Produzent beziffert Filmbudget mit fast zehn Millionen Euro

„Der junge Karl Marx“ beginnt in Paris. Dort lernen sich Marx und Engels kennen. „Es ist ein Drama um zwei junge Männer, die die Welt verändern wollten. Es endet mit dem Schreiben des Manifests“, erklärt Produzent Benny Drechsel. Er ist einer von vieren, die das Werk stemmen. Neben Drechsel von der Produktionsfirma Rohfilm gehören die Unternehmen Velvet, Artemis und Agat dazu. Nicolas Blanc von Agat beziffert das Budget mit fast zehn Millionen Euro. Ziel sei es, so der Franzose, bei den Filmfestspielen in Cannes dabei zu sein. Im zweiten Halbjahr 2016 dürfte „The young Karl Marx“ in die deutschen Kinos kommen.

Mit dem Film soll laut Regisseur Raoul Peck „einer jüngeren Generation“ das Wirken von Marx und Engels nähergebracht werden. Seit vielen Jahren schon arbeitet er an dem Thema. Dass eine Kinoproduktion daraus wurde, sei anfangs nicht absehbar gewesen. Ursprünglich soll es vom Fernsehsender Arte schlicht einen Auftrag zu einer Doku gegeben haben.

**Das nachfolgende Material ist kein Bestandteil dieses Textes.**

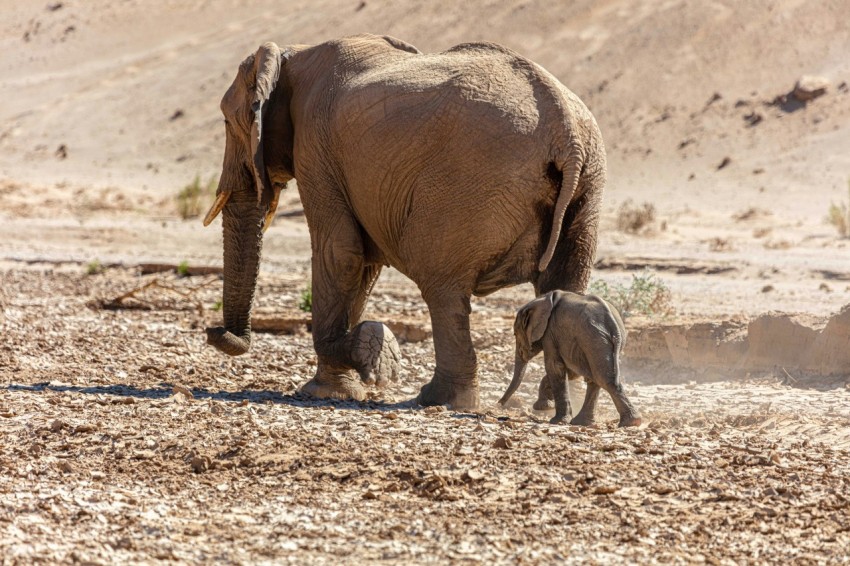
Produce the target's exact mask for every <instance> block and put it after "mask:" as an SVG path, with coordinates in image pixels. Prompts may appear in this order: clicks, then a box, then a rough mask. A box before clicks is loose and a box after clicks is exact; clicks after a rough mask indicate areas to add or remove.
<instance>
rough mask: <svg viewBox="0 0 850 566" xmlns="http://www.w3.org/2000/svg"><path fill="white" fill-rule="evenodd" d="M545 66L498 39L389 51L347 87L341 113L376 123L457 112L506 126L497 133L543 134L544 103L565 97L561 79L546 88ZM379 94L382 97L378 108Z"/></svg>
mask: <svg viewBox="0 0 850 566" xmlns="http://www.w3.org/2000/svg"><path fill="white" fill-rule="evenodd" d="M539 71H540V69H539V68H537V67H536V66H535V65H534V64H533V63H531V62H529V61H527V60H525V59H523V58H521V57H520V56H519V55H517V54H515V53H513V52H511V51H509V50H507V49H505V48H501V47H499V46H496V45H495V44H464V45H460V46H457V47H455V48H452V49H451V50H448V51H445V52H442V53H433V54H423V55H414V56H409V55H407V54H404V55H402V54H400V55H397V56H392V57H387V58H385V59H383V60H381V61H378V62H376V65H375V66H374V67H372V68H370V69H368V70H366V71H365V72H363V73H360V74H358V75H356V76H354V77H351V79H350V80H349V81H348V82H347V83H346V84H345V85H343V86H342V88H341V90H340V93H341V94H342V95H343V98H344V99H340V107H339V118H341V119H342V120H344V121H350V120H352V119H358V118H359V119H362V120H368V121H371V122H373V123H374V122H379V121H381V120H393V119H394V118H398V117H404V118H406V119H407V120H411V121H413V120H415V121H416V122H418V123H427V122H428V121H429V120H436V121H439V120H444V119H446V118H450V119H452V120H453V122H454V123H456V124H457V123H458V122H460V123H461V124H463V125H465V126H472V127H478V128H480V127H482V126H486V127H487V128H490V129H491V130H492V129H497V130H500V131H493V132H492V133H493V134H509V135H528V136H532V135H537V136H539V134H540V132H539V131H538V128H539V125H540V122H541V114H542V112H541V110H542V109H543V108H544V107H545V106H546V105H551V104H552V103H553V102H554V99H562V98H563V95H562V93H561V92H560V90H559V89H560V88H563V87H562V85H559V87H557V88H541V87H540V72H539ZM376 100H381V104H380V105H379V106H378V107H376V106H375V101H376ZM494 118H498V119H494Z"/></svg>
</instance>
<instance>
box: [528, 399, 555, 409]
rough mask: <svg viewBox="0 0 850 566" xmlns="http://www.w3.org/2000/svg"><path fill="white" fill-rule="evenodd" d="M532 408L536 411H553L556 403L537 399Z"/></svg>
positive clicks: (547, 399) (545, 399) (531, 407)
mask: <svg viewBox="0 0 850 566" xmlns="http://www.w3.org/2000/svg"><path fill="white" fill-rule="evenodd" d="M531 408H532V409H534V410H535V411H551V410H552V409H554V408H555V403H554V401H551V400H549V399H537V401H535V402H534V405H532V406H531Z"/></svg>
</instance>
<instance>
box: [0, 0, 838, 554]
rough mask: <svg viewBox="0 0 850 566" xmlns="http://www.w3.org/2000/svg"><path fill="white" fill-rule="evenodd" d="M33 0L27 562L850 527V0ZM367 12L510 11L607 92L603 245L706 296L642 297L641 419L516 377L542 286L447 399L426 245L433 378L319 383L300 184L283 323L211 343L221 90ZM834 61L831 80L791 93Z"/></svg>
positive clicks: (2, 138)
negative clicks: (196, 198) (248, 348)
mask: <svg viewBox="0 0 850 566" xmlns="http://www.w3.org/2000/svg"><path fill="white" fill-rule="evenodd" d="M0 13H2V14H3V18H2V21H0V100H3V104H2V105H0V330H2V336H3V340H2V342H0V563H3V564H5V563H9V564H17V563H21V564H26V563H32V562H43V563H56V562H76V563H89V564H110V563H116V562H120V561H123V562H133V563H144V562H157V561H161V560H169V561H177V562H187V563H191V562H211V561H218V562H235V563H255V562H285V561H291V562H297V563H305V562H309V563H327V562H334V563H340V562H342V563H357V562H365V561H370V562H372V561H387V562H390V563H400V562H439V563H445V562H447V561H456V562H462V561H463V562H470V563H478V562H524V563H540V562H551V561H553V560H556V559H565V560H567V561H572V562H581V563H585V562H599V563H612V562H620V561H622V562H640V563H652V562H712V563H737V562H780V561H782V562H787V561H789V560H792V561H794V562H795V563H826V562H830V563H835V562H848V561H850V557H849V556H848V552H847V549H848V548H850V483H848V473H847V471H848V469H850V388H848V383H850V357H848V356H850V310H848V309H845V310H843V311H842V310H841V309H842V307H843V306H844V305H846V304H848V303H850V293H848V290H850V267H848V253H850V250H848V240H847V239H841V238H840V237H838V235H837V233H836V231H835V230H834V228H833V227H832V226H830V225H829V224H827V223H825V221H824V217H825V216H826V213H827V210H828V208H829V205H830V203H831V202H836V203H837V202H839V201H841V200H842V199H843V200H846V199H847V197H848V193H847V190H848V185H847V183H848V177H850V93H849V92H848V87H847V83H848V81H850V59H848V58H847V53H848V52H850V28H848V26H847V25H846V15H847V13H850V6H848V4H847V2H846V0H836V1H829V0H819V1H812V2H799V1H796V0H776V1H766V0H758V1H753V2H746V3H741V2H732V1H731V0H730V1H722V2H720V1H719V2H701V3H691V2H684V1H681V2H677V1H665V2H662V1H660V0H658V1H649V0H647V1H642V2H635V1H627V0H608V1H605V2H599V1H595V2H594V1H589V0H588V1H583V0H582V1H576V2H559V3H557V5H553V3H552V2H543V1H539V2H538V1H520V0H508V1H502V2H464V3H455V2H449V1H443V0H440V1H435V2H429V3H422V4H419V5H411V4H407V3H400V2H389V1H379V0H366V1H365V2H359V1H351V2H340V1H330V0H317V1H314V2H307V1H298V0H295V1H293V2H290V3H288V4H287V7H285V8H284V7H283V4H282V3H280V2H270V1H269V2H267V1H263V0H245V1H236V0H231V1H225V0H223V1H220V2H204V1H195V2H176V1H168V0H157V1H155V2H142V1H136V0H126V1H122V2H114V1H110V2H105V1H100V2H98V1H95V2H82V1H73V0H67V1H66V0H60V1H50V2H45V3H43V4H42V3H38V2H35V3H30V2H17V1H11V0H0ZM362 31H369V32H376V33H389V34H392V35H396V36H398V37H401V38H404V39H405V40H407V41H410V42H411V43H413V44H415V45H417V47H419V48H420V49H422V50H423V51H438V50H442V49H445V48H447V47H450V46H451V45H453V44H456V43H460V42H463V41H471V40H480V39H487V40H493V41H497V42H500V43H503V44H506V45H508V46H510V47H512V48H515V49H517V50H518V51H520V52H522V53H525V54H527V55H529V56H530V57H532V58H533V59H535V60H536V61H538V62H540V63H541V64H543V65H544V66H546V67H547V68H548V69H549V70H551V71H552V72H553V73H554V74H555V75H556V76H558V77H559V78H560V79H561V80H562V81H563V82H564V83H565V84H566V85H568V86H569V87H570V88H572V89H573V90H574V91H575V92H576V93H577V94H578V95H579V96H580V97H581V98H582V99H584V100H585V101H586V102H587V104H588V106H589V107H590V108H591V110H592V111H593V112H594V114H595V115H596V116H597V118H598V120H599V123H600V126H601V128H602V131H603V134H604V136H605V139H606V143H607V146H608V150H609V162H610V184H609V189H608V192H607V194H606V205H605V213H604V216H603V225H602V230H601V234H600V250H599V261H598V266H597V267H598V269H597V271H596V272H595V277H596V278H598V279H600V280H603V281H606V282H608V283H628V282H629V281H630V280H631V278H632V276H633V275H634V274H635V273H640V272H642V270H643V269H644V268H647V267H648V268H651V269H653V270H655V273H656V274H657V277H659V278H660V279H661V280H662V281H663V282H664V283H666V284H667V285H668V286H669V288H670V289H671V293H672V313H671V314H669V315H667V316H666V317H639V316H635V317H631V318H630V319H629V320H628V321H627V325H628V326H629V328H630V332H631V336H630V345H629V349H628V351H627V355H626V358H625V360H624V373H625V377H626V379H627V381H628V390H629V393H630V395H631V396H632V398H633V400H634V401H635V403H636V404H637V405H638V406H639V407H640V409H641V410H642V411H643V414H644V417H645V418H644V424H643V425H642V426H641V427H640V428H638V429H631V430H618V429H616V428H614V423H615V413H614V411H613V406H612V404H611V403H610V401H609V400H608V399H603V400H602V402H601V406H600V410H601V411H602V417H603V418H602V419H601V424H600V425H599V426H597V427H596V428H591V429H586V428H578V427H569V426H550V425H549V424H548V416H549V415H546V414H543V413H535V412H532V411H530V399H531V398H532V397H533V393H534V389H535V387H536V381H537V378H538V377H539V376H540V375H541V372H542V368H541V367H540V364H539V363H538V364H536V365H532V368H531V370H532V371H530V372H529V377H528V378H527V379H526V383H525V384H524V385H523V387H522V388H521V390H520V392H519V394H518V403H517V404H516V406H514V407H512V408H509V409H500V408H498V407H497V405H496V403H495V401H496V400H497V399H498V398H499V396H500V395H501V393H502V391H503V390H504V387H506V385H507V382H508V380H509V376H510V370H511V363H512V348H513V343H512V335H511V332H510V328H511V321H512V318H513V313H514V311H515V309H516V308H517V307H518V306H519V305H521V304H522V303H524V302H525V301H527V300H528V299H529V298H530V296H531V290H530V289H529V288H527V287H518V288H514V289H507V290H504V291H502V292H499V293H496V294H495V295H493V296H491V297H488V298H486V299H476V300H475V303H474V320H473V328H474V339H475V343H476V347H477V350H478V354H479V363H480V367H481V382H482V405H481V410H480V412H477V413H454V412H451V411H445V410H440V409H422V408H420V407H417V406H416V405H415V404H413V403H412V402H411V399H412V398H413V397H414V396H415V394H416V392H417V391H418V388H419V387H420V386H421V385H422V384H423V383H424V382H425V381H427V379H429V378H430V375H431V373H432V371H433V344H432V342H431V340H430V339H429V331H430V328H429V324H428V318H427V311H426V310H425V307H424V304H423V303H422V301H421V300H420V298H419V296H418V293H417V290H416V288H415V286H414V285H413V284H412V283H411V282H409V281H408V280H406V279H405V278H404V277H403V276H401V275H399V274H398V273H396V272H393V271H392V270H389V271H388V272H386V273H385V274H384V275H382V278H381V280H380V282H379V284H378V286H377V287H376V290H375V292H374V294H373V297H372V299H371V301H370V306H369V311H368V312H367V317H368V318H370V319H373V320H381V321H385V322H388V323H389V324H391V327H392V328H393V330H394V332H396V334H397V335H398V336H399V338H400V341H401V343H402V344H401V348H402V353H403V355H404V371H403V375H402V378H401V381H400V382H399V383H395V384H393V385H392V386H391V387H390V388H389V389H387V390H386V391H375V392H374V397H373V398H372V399H371V400H370V401H368V402H366V403H362V404H353V403H328V402H322V401H316V400H311V399H308V398H306V397H304V396H302V395H301V394H299V393H298V391H297V389H298V387H299V386H300V385H301V384H302V383H303V382H304V381H306V380H307V379H308V378H309V377H310V376H311V375H312V372H313V371H314V364H315V361H314V358H313V353H312V346H311V337H310V334H309V332H308V324H307V322H308V318H307V317H306V316H305V315H304V314H303V313H300V311H298V308H297V304H298V302H299V299H300V294H301V290H302V289H303V288H304V287H305V286H306V285H307V283H308V281H309V277H310V274H309V247H310V246H309V238H308V235H307V230H306V225H305V223H304V220H303V217H301V216H298V214H297V213H298V211H299V209H300V204H299V202H298V198H297V192H296V189H295V188H294V187H293V188H291V190H290V195H289V197H288V199H287V200H286V202H285V203H283V204H282V207H281V211H282V212H283V213H284V214H283V215H281V217H279V218H278V220H277V221H276V223H275V225H273V226H272V228H271V229H270V230H269V232H268V233H267V237H266V242H265V246H264V252H265V257H264V264H263V273H262V276H261V281H260V290H259V294H258V304H257V319H256V320H257V326H258V327H260V328H266V329H270V330H273V332H260V333H258V334H257V335H256V338H257V341H256V346H255V347H254V348H253V350H252V352H251V353H250V354H249V355H246V356H243V357H240V358H235V359H229V358H225V357H223V356H222V355H221V354H219V353H217V352H216V351H213V350H212V349H211V348H209V347H206V346H205V345H204V343H203V331H202V329H203V327H204V326H207V325H211V324H213V323H216V322H217V319H218V318H219V313H218V312H217V311H216V303H217V301H218V299H219V297H220V292H221V282H220V280H219V278H218V276H217V274H216V269H215V268H216V267H217V266H220V265H221V259H220V253H221V252H220V235H219V231H218V230H217V229H214V228H210V229H207V230H204V229H203V228H202V227H201V225H200V222H199V221H198V220H197V219H190V220H181V219H180V218H179V216H178V215H177V208H176V203H175V198H174V197H175V195H176V194H177V192H178V191H179V190H180V188H181V187H183V186H184V185H186V184H187V183H188V182H190V181H191V180H192V178H193V177H194V176H195V175H200V176H201V177H202V178H204V179H206V178H209V177H211V176H213V175H215V174H216V173H217V168H218V165H219V163H220V161H221V156H222V152H223V128H222V126H221V123H220V122H221V116H220V114H219V112H218V109H217V106H218V101H219V98H220V96H221V95H222V94H223V92H224V90H225V89H226V87H227V85H228V84H229V83H230V81H231V79H232V76H233V73H234V72H235V70H236V66H237V65H238V63H239V61H241V60H242V59H243V58H244V57H245V56H246V55H247V54H248V53H250V52H252V51H253V50H254V49H256V46H257V45H258V44H260V43H261V42H263V41H266V40H274V41H276V42H278V43H279V44H287V43H314V42H318V41H322V40H324V39H327V38H330V37H334V36H338V35H344V34H348V33H357V32H362ZM802 75H820V76H823V77H826V78H827V79H828V80H829V81H830V86H829V88H828V89H827V92H826V94H825V95H823V96H821V97H819V98H817V99H815V100H812V101H810V102H808V103H806V104H802V103H797V102H795V101H794V99H793V97H790V98H789V97H787V96H786V95H788V93H789V92H790V91H791V89H792V88H793V86H794V83H795V81H796V80H797V79H798V78H799V77H800V76H802ZM724 163H725V165H723V166H722V167H721V164H724ZM628 199H631V200H632V201H633V202H634V203H635V204H641V203H643V202H648V203H651V204H652V205H653V206H654V207H655V211H656V220H655V222H654V223H652V224H651V225H650V226H648V227H647V229H645V230H643V231H641V233H639V234H633V233H626V232H623V231H620V230H618V229H617V218H618V211H619V209H620V207H621V205H622V204H623V203H624V202H625V201H627V200H628ZM183 261H186V262H188V265H189V266H190V273H191V274H192V275H191V276H189V277H179V276H178V275H177V274H175V273H174V269H173V266H174V265H176V264H179V263H180V262H183ZM94 262H97V263H98V264H99V266H100V269H94V267H95V264H94ZM148 264H159V265H165V266H168V265H171V266H172V269H171V270H166V271H157V270H156V265H148ZM205 267H209V268H211V269H208V270H205V269H202V268H205ZM89 271H96V273H91V274H90V273H89ZM134 291H135V292H134ZM779 311H781V312H784V313H792V314H789V315H782V314H776V313H777V312H779ZM769 313H770V314H769ZM538 362H539V361H538ZM571 394H572V395H573V396H574V404H577V403H578V402H579V399H580V396H581V388H580V387H576V388H574V390H573V391H572V392H571Z"/></svg>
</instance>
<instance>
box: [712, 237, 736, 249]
mask: <svg viewBox="0 0 850 566" xmlns="http://www.w3.org/2000/svg"><path fill="white" fill-rule="evenodd" d="M708 249H709V250H710V251H712V252H728V251H732V250H733V249H735V247H734V246H733V245H732V242H731V241H729V239H728V238H720V237H717V238H712V239H710V240H709V241H708Z"/></svg>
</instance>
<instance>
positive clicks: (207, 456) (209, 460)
mask: <svg viewBox="0 0 850 566" xmlns="http://www.w3.org/2000/svg"><path fill="white" fill-rule="evenodd" d="M209 469H210V459H209V456H193V457H192V471H193V472H195V473H196V474H200V473H203V472H206V471H207V470H209Z"/></svg>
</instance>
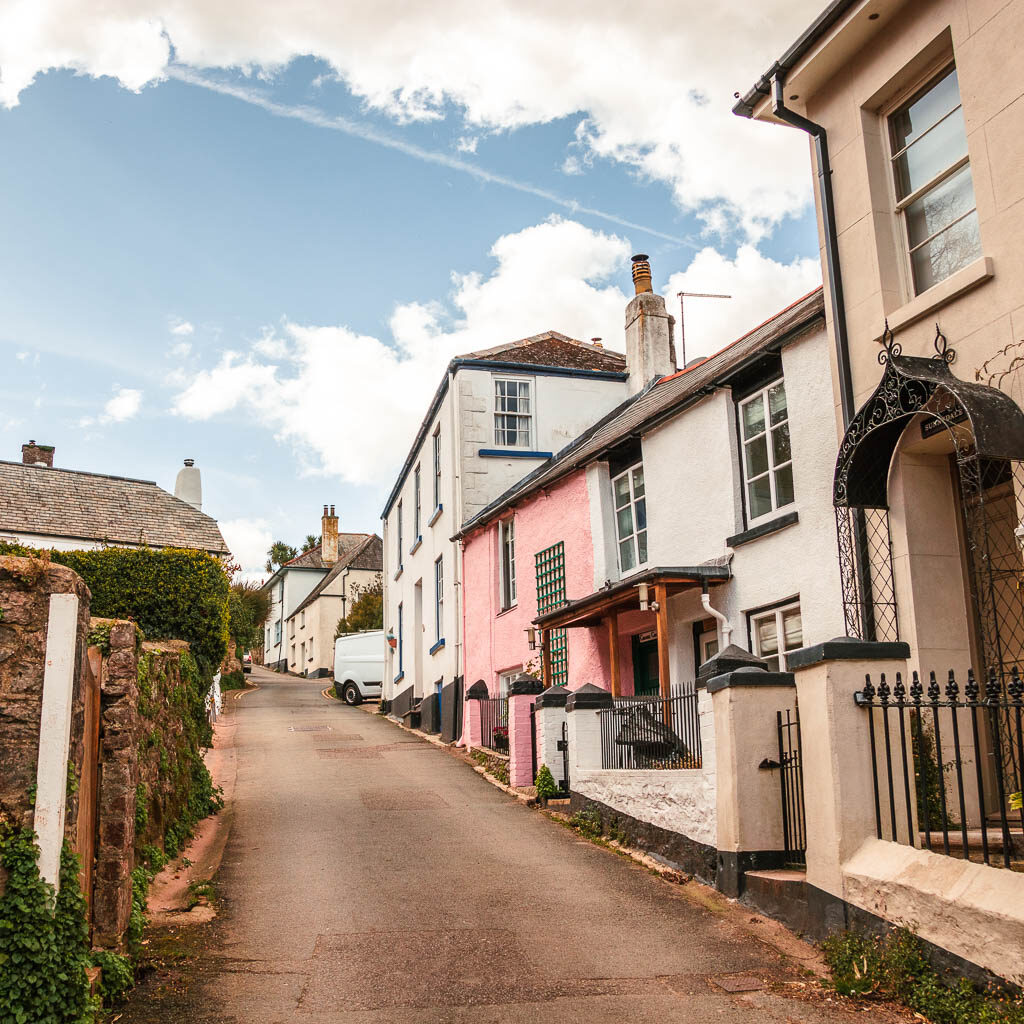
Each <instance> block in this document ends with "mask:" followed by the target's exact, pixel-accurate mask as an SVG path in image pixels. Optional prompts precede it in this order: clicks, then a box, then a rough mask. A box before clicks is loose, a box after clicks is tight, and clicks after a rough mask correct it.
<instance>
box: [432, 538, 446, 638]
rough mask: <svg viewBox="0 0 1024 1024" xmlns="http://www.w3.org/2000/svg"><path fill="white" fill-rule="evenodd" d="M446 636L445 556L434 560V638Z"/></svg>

Nun entsteht viel Größeres. Das Komparsen-Heer aus Brandenburg hilft mit. Wie Wilfried Ehlert mit seinen grauen Stoppeln. „Ach, ich musste mich schon oft vor Freunden rechtfertigen, warum ich mich mal wieder so gehen lasse.“ Marx ist sein dritter Film nach „Neger, Neger, Schornsteinfeger“, wofür in Wittenberge gedreht wurde, und „Honig im Kopf“ in der Lenzerwische.

Ganz tolle Kulisse

Schloss Ganz und Umgebung gerieten nicht erst mit dem Dreh für „Der junge Karl Marx“ in den Fokus professioneller Filmteams.

Im Sommer 2012 entstanden im Schloss wegen dessen historischen Interieurs einige Szenen für das dreiteilige ZDF-Epos „Hotel Adlon“. Unter anderem spielte Heino Ferch mit.

Matthias Schweighöfer kam mit seinem Team 2014 in das Dorf für den Film „Der Nanny“.

Nächste Pause. Erneut kommen Leute vom Dreh aus der Brennerei, darunter Martina Braun. Die 56-jährige Musiktherapeutin und Behindertenbetreuerin lebt im unweit von Kyritz entfernten Lohm. Auch sie fand in der Komparserie so etwas wie ein Hobby und spielt ähnlich wie Ehlert im Film eine Bedienstete des Künstlers Gustave Courbet. „Ich war schon mal hautnah an George Clooney dran beim Dreh für ,Monuments Men’. Das war allerdings in Oranienburg.“

Nun hatte sie es bis nach Ganz nicht weit und fragt sich: Ob, wann und wofür wohl das nächste Mal dort eine Klappe fällt? Denn der Marx-Film ist nicht der erste, der in Ganz entstand.

Gespannt ist auch Rainer Kruse. Von Beruf Architekt, erwarb er vor zehn Jahren diese dem Schloss vorgelagerte und nun für den Dreh vermietete Industriebrache. Er lebt in dieser Ruine ein Leben, für das sich bestimmt auch Marx interessiert hätte. „Hätte ich nicht mit gerechnet“, sagt Kruse aber mit Blick auf die Leute und die ganze Technik am Set. Er meint diesen Hauch von Hollywood.